It’s not sexy. It’s not mystical. It’s not secret handshakes or candlelit initiation ceremonies. But these two foundational elements are crucial to the life of a Christ follower, and constructed the building blocks of this “informal, unstructured, non-organization.”

“Did not our hearts burn within us when He talked with us along the way…”

Prayer is our foundational conversation with God. While we often worry about what we should or should not say, or how we should or should not say it, we really mustn’t fret much about the mechanics of prayer while conversing with a God who already knows our inmost thoughts (Psalm 139). After all, why watch your language or temper your honesty if what you would have said is already known?

Rather, treat prayer as a conversation. Bring to God not only your desires for what you would wish to see in your day or your life, but bring Him your concerns, your frustrations, your struggles and internal debates. Cultivate a practice of turning to Him throughout the day, creating a regular rhythm of conversation with the One who created both the Universe and you.

“…when He opened to us the Scriptures?”

There is no book as dynamic or interesting as the Holy Scriptures. Full stop. While one of my middle schoolers once called Leviticus “the sand trap of the Bible,” as in, “you start in Genesis, plow through the excitement of Exodus, only to get trapped in the confusing, often misunderstood book of Leviticus,” the truth is that Scripture contains the greatest stories known to man: stories of romance, intrigue, spies and kings, plots of murder and wild visions, a Man who walked this earth and resurrected again, and even a reluctant prophet being swallowed by a giant fish. But all of this is wrapped up in one mega-story about the God who loves us and wants a relationship with us, and will go to any length to do so.

Want to know God’s heart? Read Scripture. Want to know what He wants for your life? Read Scripture. Want to encounter Him daily? Read Scripture. Start in the Gospels. Start in the beginning, in Genesis. Start with the tale of God’s deliverance and justice in Exodus. Just start reading Scripture.

In fact, it was prayer and Scripture that first led to my own “was my heart not burning within me?” experience. As a young high school student, it was the opening of Scripture and praying together that drew my heart closer to Jesus in seasons where discipleship just didn’t make logical sense – and that closeness was, in all honesty, directly related to the proximity I was placing myself in relation to God and the practices that have sustained faith for centuries.

And what’s the output of engaging in these practices? Well, according to Lundquist, “those who have experienced the burning heart… are more willing to take risks with God. They are more likely to value the disciplines necessary to a journey toward a mature faith.” (The Baptist Pietist Clarion, Vol. 3 No. 1)

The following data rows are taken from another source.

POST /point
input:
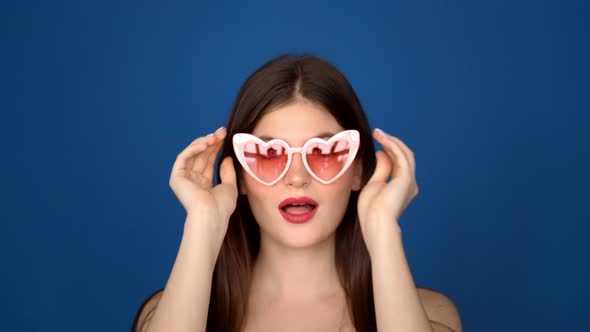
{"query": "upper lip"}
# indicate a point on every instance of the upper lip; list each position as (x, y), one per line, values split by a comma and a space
(298, 200)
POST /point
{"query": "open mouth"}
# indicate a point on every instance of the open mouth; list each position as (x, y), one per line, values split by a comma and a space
(298, 208)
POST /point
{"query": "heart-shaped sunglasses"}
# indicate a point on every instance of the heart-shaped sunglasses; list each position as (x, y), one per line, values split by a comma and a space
(325, 160)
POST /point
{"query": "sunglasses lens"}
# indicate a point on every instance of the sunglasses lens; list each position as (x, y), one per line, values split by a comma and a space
(327, 160)
(266, 162)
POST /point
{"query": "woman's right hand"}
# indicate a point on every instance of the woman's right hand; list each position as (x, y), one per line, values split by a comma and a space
(192, 177)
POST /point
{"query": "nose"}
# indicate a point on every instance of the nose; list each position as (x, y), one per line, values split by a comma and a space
(297, 175)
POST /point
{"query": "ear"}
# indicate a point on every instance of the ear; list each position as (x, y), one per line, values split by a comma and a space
(357, 175)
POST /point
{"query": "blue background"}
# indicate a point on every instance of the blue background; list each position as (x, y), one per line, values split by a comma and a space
(99, 97)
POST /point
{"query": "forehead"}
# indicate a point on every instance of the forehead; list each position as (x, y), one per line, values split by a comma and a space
(297, 122)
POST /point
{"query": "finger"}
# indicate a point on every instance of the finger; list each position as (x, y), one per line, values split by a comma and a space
(203, 140)
(409, 153)
(227, 171)
(183, 159)
(383, 168)
(401, 164)
(206, 161)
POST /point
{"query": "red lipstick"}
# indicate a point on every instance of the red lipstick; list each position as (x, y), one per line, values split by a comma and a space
(298, 210)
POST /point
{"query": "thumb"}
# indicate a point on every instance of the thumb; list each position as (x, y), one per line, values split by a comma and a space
(383, 168)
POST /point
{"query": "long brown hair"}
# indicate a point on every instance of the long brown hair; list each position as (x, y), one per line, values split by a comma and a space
(279, 82)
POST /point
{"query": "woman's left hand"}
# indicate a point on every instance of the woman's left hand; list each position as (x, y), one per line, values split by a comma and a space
(381, 203)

A faith that risks and a faith that’s mature is something we can all strive for. So would you join me in this “informal, unstructured, non-organization?” For the first time, or the first time in a while, explore with me this God who causes humanity’s heart to burn within them, and engage with me in the practices that lead to such a faith. And maybe we, too, can someday meet behind a door outfitted with a burning heart – but not for secret ceremonies or using whispered passwords to enter, but rather joining in the open fellowship of those whose hearts burn with a desire to know God.

Corporate Prayer for Ukraine

Lord, you told us not to be troubled when we hear of war and rumors of war.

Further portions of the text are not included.